Lucien sur le front de l'ouest en France en 1917

Après ses soins qui semblent avoir duré plusieurs semaines, il n'est pas renvoyé en Orient. Il est intégré dans le front de l'ouest.  Les cartes postales reprennent en 1917, en provenance du Doubs, du Nord, du Pas de Calais, de Franche Comté. Il est toujours mobilisé au sein du 7ème régiment de la Division d'Orient  jusqu'en 1918.

En février 1917, il est basé à la caserne de Hazebrouck, dans le Nord. Cette ville est bombardée par les Allemands la même année. En équipe, il se déplace jusqu'à Béthune pour installer des poteaux des postes et télécommunications le long des lignes de chemins de fer. Lors des interventions, ils sont cantonnés dans des familles.

En novembre 1917, il est dans le Doubs, à la frontière franco suisse. Il souffre du froid et de la neige et réclame un envoi de paires de chaussettes. Bien qu'il se plaigne de la censure qui l'empêche de recevoir certaines lettres de Thérèse, il demande dans un de ses écrits à son épouse de lui envoyer 20 francs pour améliorer son quotidien. Ses conditions de vie doivent être tout de même moins difficiles qu'en Orient. Mais la famille est loin et le retour pas encore annoncé. Les canons continent à tonner.

L'armistice du 11 novembre 1918

Dans une carte d'octobre 1918, en provenance de Vesoul, il évoque la fin de la guerre. La signature de l'armistice permet à Lucien de revenir enfin à Auxerre et de retrouver ses deux mignons, comme il dit, Germaine âgée de 4 ans et Robert âgé de 3 ans.

Silence et cartes postales

Jamais je n'ai entendu une seule information ou anecdote sur sa vie de poilu. Silence complet. Les cartes postales transmises à travers 4 générations m'ont permis d'évoquer cette période partagée par tant de ses compatriotes. Je découvre seulement maintenant le parcours de cet homme et de ses camarades. Le centenaire de la grande guerre est l'occasion idéale pour évoquer cette mémoire.


Lucien et moi

Mon arrière Grand-père Lucien, que j'ai un peu connu, était un bel homme distingué, gentil et discret.

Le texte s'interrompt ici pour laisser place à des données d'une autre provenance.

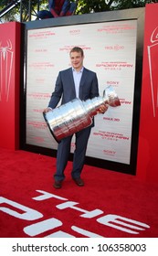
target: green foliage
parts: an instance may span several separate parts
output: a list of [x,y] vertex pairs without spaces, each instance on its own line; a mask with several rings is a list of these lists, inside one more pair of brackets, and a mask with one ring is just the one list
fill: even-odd
[[[29,20],[29,0],[22,0],[22,18],[23,21]],[[72,0],[71,2],[76,2]],[[3,10],[12,0],[1,0],[0,10]],[[106,12],[112,10],[121,10],[135,7],[145,6],[146,4],[158,3],[158,0],[78,0],[78,6],[75,15]],[[48,0],[32,0],[31,1],[31,16],[36,19],[37,5],[39,4],[40,10],[47,9]],[[10,11],[3,18],[5,21],[19,20],[20,5]]]

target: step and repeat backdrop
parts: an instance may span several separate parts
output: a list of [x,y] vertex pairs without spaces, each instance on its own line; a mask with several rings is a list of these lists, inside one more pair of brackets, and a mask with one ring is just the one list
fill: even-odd
[[[95,116],[87,156],[130,165],[136,69],[137,20],[27,29],[26,144],[57,149],[43,118],[58,71],[70,67],[69,50],[80,47],[84,66],[97,73],[100,95],[111,85],[121,106]],[[71,153],[75,150],[72,139]]]

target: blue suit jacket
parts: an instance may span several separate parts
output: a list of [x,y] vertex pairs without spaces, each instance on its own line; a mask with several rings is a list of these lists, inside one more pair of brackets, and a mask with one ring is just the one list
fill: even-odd
[[[79,84],[79,99],[86,101],[99,96],[98,79],[95,72],[83,69]],[[55,91],[51,95],[48,107],[56,108],[61,99],[61,104],[65,104],[76,98],[75,83],[72,68],[59,71],[57,78]],[[92,126],[94,123],[92,124]]]

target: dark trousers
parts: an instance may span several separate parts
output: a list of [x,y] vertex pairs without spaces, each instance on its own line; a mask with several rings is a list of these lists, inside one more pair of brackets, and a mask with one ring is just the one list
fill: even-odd
[[[73,155],[73,168],[71,172],[72,178],[78,178],[80,176],[84,165],[90,131],[91,127],[87,127],[75,133],[76,148]],[[56,180],[63,180],[65,178],[64,170],[69,157],[71,140],[72,135],[62,139],[58,144],[57,154],[57,172],[54,175]]]

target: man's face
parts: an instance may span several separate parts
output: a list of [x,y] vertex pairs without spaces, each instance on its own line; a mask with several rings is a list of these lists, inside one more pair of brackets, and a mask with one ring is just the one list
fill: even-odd
[[84,56],[81,56],[80,52],[74,51],[70,53],[71,65],[76,70],[79,71],[81,69],[83,66],[83,59]]

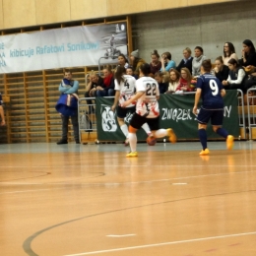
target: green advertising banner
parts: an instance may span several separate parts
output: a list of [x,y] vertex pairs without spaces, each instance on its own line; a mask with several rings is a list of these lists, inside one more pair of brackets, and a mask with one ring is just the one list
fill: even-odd
[[[159,103],[160,109],[160,128],[172,128],[178,139],[198,139],[198,123],[192,109],[194,94],[160,95]],[[224,99],[224,127],[234,137],[239,135],[239,120],[237,112],[237,91],[226,91]],[[124,141],[125,137],[117,123],[116,114],[111,110],[113,98],[96,97],[96,129],[99,141]],[[200,103],[198,105],[200,108]],[[132,114],[128,114],[125,122],[129,123]],[[208,125],[209,138],[220,138],[211,124]],[[147,138],[145,131],[138,131],[138,141]]]

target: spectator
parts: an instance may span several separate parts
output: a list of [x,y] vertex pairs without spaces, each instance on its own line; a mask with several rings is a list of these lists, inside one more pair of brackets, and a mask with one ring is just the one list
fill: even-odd
[[111,65],[103,68],[103,85],[96,87],[96,96],[114,96],[114,77]]
[[176,63],[171,60],[171,54],[166,51],[161,54],[161,69],[160,72],[169,71],[170,69],[176,68]]
[[[59,85],[59,91],[62,95],[56,105],[56,109],[58,112],[61,113],[62,119],[62,138],[60,141],[57,142],[58,145],[68,144],[68,123],[70,116],[76,144],[80,144],[77,105],[78,88],[79,82],[77,80],[72,80],[71,70],[64,70],[64,78]],[[70,102],[70,104],[68,104],[67,102]]]
[[[86,88],[85,97],[95,97],[96,96],[96,87],[103,87],[103,79],[98,76],[94,70],[91,71],[89,75],[89,83]],[[93,100],[87,99],[87,103],[89,105],[89,113],[93,113]]]
[[176,91],[179,85],[179,79],[180,79],[180,73],[175,69],[170,70],[169,85],[168,85],[167,92],[165,94],[173,94]]
[[168,84],[163,81],[163,74],[161,72],[155,73],[155,80],[159,83],[159,89],[160,94],[164,94],[167,91]]
[[4,108],[2,106],[2,96],[0,94],[0,119],[1,119],[1,122],[0,122],[0,126],[4,126],[5,125],[5,115],[4,115]]
[[130,76],[133,76],[135,79],[138,79],[139,77],[138,76],[135,76],[133,74],[133,68],[132,66],[128,66],[127,69],[126,69],[126,75],[130,75]]
[[187,68],[181,68],[181,78],[179,79],[179,85],[175,91],[175,94],[192,92],[191,87],[192,76]]
[[123,53],[118,55],[118,65],[124,68],[128,68],[129,66],[128,60]]
[[228,60],[229,74],[227,80],[223,81],[224,89],[241,89],[244,91],[244,82],[247,75],[243,67],[239,66],[235,59]]
[[216,58],[215,60],[215,76],[223,82],[224,80],[226,80],[228,78],[229,69],[227,66],[224,64],[224,59],[222,56]]
[[158,50],[154,50],[153,53],[151,54],[151,73],[155,75],[155,73],[159,72],[161,67],[161,63],[160,61],[160,54]]
[[200,70],[202,62],[206,59],[206,56],[204,56],[204,50],[201,46],[195,47],[195,57],[192,61],[192,76],[198,77],[200,76]]
[[226,41],[224,45],[223,56],[224,64],[225,66],[227,66],[227,62],[229,59],[235,59],[236,61],[238,61],[233,44],[229,41]]
[[255,47],[251,40],[246,39],[242,42],[242,58],[239,60],[239,64],[246,69],[250,69],[251,66],[256,66],[256,53]]
[[180,72],[181,68],[187,68],[192,74],[193,57],[191,56],[191,49],[189,47],[186,47],[183,50],[183,56],[184,58],[180,61],[180,63],[177,66],[177,71]]
[[139,50],[134,50],[130,54],[130,60],[132,62],[133,73],[135,76],[139,77],[139,67],[146,63],[146,61],[140,58]]

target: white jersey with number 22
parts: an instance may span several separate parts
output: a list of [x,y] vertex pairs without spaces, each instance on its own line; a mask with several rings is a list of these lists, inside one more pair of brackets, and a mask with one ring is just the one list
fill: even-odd
[[142,77],[136,81],[136,92],[144,92],[137,100],[136,113],[147,118],[156,118],[160,115],[157,96],[160,96],[158,82],[151,77]]

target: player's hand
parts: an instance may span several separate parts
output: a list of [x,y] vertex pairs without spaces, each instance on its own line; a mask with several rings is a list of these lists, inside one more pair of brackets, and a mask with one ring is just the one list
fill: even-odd
[[197,115],[198,114],[198,111],[197,111],[197,106],[194,106],[193,107],[193,114]]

Il a vécu la fin de sa vie, dans une pièce aménagée à l'intérieur de la maison de sa fille Germaine dans la commune de Chailley. Une relation particulière me relie à Lucien. Il est décédé à Chailley (Yonne) , sur le banc placé devant la maison. Il regardait ses arrières petits enfants jouer. Il est mort dans la joie au milieu des enfants. C'est nous qui avons averti ma grand-mère, sa fille, parce qu'il ne bougeait plus sur ce banc. Une inquiétude nous a saisi, sans comprendre. Ce sera ma première rencontre avec la mort. Un souvenir gravé à tout jamais dans ma mémoire.